In the ever-evolving world of Data Engineering, many tools and technologies can help you streamline your ETL pipelines. Choosing the right one for your team can be challenging with many options. In this post, we will explore some of the ETL options we evaluated for Database Replication in our Data Warehouse and how we chose Artie to streamline our ETL pipelines.
The Problem
The problem we faced is a common one. We needed to get data from a transactional MySQL database into our Snowflake Data Warehouse. We had a few options to choose from, and we evaluated each one based on the following criteria:
- Ease of use
- Scalability
- Cost
- Maintenance
- Flexibility
We could’ve written an Airflow DAG to do the job, but we wanted something more accessible and flexible to maintain. We didn’t want to have to keep a DAG for every table we wanted to move from MySQL to Snowflake, freeing our data team to focus on more critical tasks.
The Headache Solution
Ultimately, we bounced around between a couple of no-code ETL tools like Stitch & Airbyte. We initially landed on Airbyte because they had an existing Airflow integration and Source and Target connectors for MySQL and Snowflake. It was easy enough to set up. However, we found a few headaches with this approach:
- Airbyte wasn’t correctly picking up deletes from the MySQL database.
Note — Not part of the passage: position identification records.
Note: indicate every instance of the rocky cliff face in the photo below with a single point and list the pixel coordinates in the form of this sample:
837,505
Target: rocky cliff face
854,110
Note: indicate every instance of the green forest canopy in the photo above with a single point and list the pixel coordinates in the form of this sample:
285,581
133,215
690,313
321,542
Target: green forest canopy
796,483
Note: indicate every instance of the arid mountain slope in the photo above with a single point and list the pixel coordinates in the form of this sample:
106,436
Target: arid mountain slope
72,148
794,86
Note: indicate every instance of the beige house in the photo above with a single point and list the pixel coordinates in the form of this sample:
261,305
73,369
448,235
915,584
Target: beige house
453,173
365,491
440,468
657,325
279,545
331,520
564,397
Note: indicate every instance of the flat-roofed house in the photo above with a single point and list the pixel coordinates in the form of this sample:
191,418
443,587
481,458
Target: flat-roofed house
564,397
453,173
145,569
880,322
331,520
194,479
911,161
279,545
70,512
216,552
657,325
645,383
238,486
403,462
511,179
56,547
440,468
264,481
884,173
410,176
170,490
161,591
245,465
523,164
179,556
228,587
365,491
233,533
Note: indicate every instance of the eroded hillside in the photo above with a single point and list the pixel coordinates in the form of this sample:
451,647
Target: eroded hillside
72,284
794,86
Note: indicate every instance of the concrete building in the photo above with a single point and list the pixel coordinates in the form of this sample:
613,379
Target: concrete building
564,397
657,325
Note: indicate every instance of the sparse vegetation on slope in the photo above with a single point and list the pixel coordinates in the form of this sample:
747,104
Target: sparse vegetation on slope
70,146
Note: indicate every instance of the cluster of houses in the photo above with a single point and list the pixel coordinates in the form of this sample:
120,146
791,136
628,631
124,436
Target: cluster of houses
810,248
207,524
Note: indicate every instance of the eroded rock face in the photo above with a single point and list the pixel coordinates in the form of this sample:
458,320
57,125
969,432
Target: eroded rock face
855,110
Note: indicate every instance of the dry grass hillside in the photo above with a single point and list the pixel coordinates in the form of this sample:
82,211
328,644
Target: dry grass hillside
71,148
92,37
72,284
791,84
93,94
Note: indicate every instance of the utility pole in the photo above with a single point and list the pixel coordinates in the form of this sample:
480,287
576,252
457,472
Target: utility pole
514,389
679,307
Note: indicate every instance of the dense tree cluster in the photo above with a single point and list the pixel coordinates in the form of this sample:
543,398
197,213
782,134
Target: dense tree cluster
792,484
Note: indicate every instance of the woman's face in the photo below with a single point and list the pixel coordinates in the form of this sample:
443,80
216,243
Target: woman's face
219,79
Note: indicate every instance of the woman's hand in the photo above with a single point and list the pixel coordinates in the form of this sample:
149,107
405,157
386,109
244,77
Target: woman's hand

- Incremental loads were starting to take up more and more time.
- Data latency between the sync runs.
- If there was a data issue and we needed to reset the Airbyte Sync with a full load, it would take 3+ hours to complete, often outside our SLA.
- We had to enable new fields and columns in the Airbyte UI manually.
I want to iterate that Airbyte is a fantastic tool and that we still use it for some of our other ETL pipelines. It just wasn’t cutting it for our MySQL to Snowflake replication.
The Artie Solution
I was introduced to Artie by a former colleague. Artie is a real-time database replication tool that streams your transactional database into your Data Warehouse. Artie handles high throughput with low latency. Artie automatically handles schema evolution and uses atomic operations to guarantee data consistency. It’s straightforward to set up and maintain.
Some of the things that we noticed right away after adopting Artie:
- We got up and running with a whole load of our transactional data in less than an hour (a third of the time Airbyte took to do the full load).
- Deletes were adequately picked up from our MySQL database and replicated into Snowflake.
- We no longer needed to worry about incremental loads taking up more and more time (data is streaming in real-time).
- Their UI was straightforward to use
- Artie automatically picked up new fields and columns and replicated them into Snowflake.
Instead of trying to trigger the Airbyte Syncs from Airflow, we now knew that our data was always up-to-date in Snowflake. We no longer had to worry about data latency between sync runs. We could focus on more critical tasks, and Artie could handle the rest. This diagram is how Artie ended up fitting into our Data Stack.
When we set up our Account with Artie, we set up the replication with a couple of clicks. On a follow-up call with their team, they were ready to help us with setup, but we had already completed it because it was so easy to use.
Other Notable Features
Before we wrap up, I want to mention a few additional benefits that Artie provides that we’ve found to be practical/cool:
Analytics Dashboard: Artie provides an analytics dashboard that allows you to monitor the health of your replication jobs. You can see how many records have replicated. More specifically, you can see how many records have been inserted, updated, and deleted.
Schema Evolution Notifications: Artie will notify you of schema changes in your source database. These notifications are handy for maintaining data consistency.
Snowflake Eco Mode: Artie has a Snowflake Eco Mode that allows customers to minimize time and maximize resource utilization of their Snowflake virtual warehouse. This is a great way to save costs (we don’t care about replicating data in real-time during off-hours and would instead save money on our Snowflake bill).
Additional Sources & Destinations: Although we only utilize the MySQL source to Snowflake destination, Artie supports several other sources and destinations. This flexibility is excellent for future use cases. To see a list of supported sources and destinations, check out their documentation.
Conclusion
In conclusion, Artie has been a fantastic tool for us. It has helped us streamline our ETL pipelines and has allowed us to focus on more critical tasks. We no longer have to worry about maintaining Airbyte Syncs for every single table/field that we want to move from MySQL to Snowflake. We can trust that our data is always up-to-date in Snowflake and that Artie will handle the rest. If you’re looking for a real-time database replication tool, I highly recommend checking out Artie.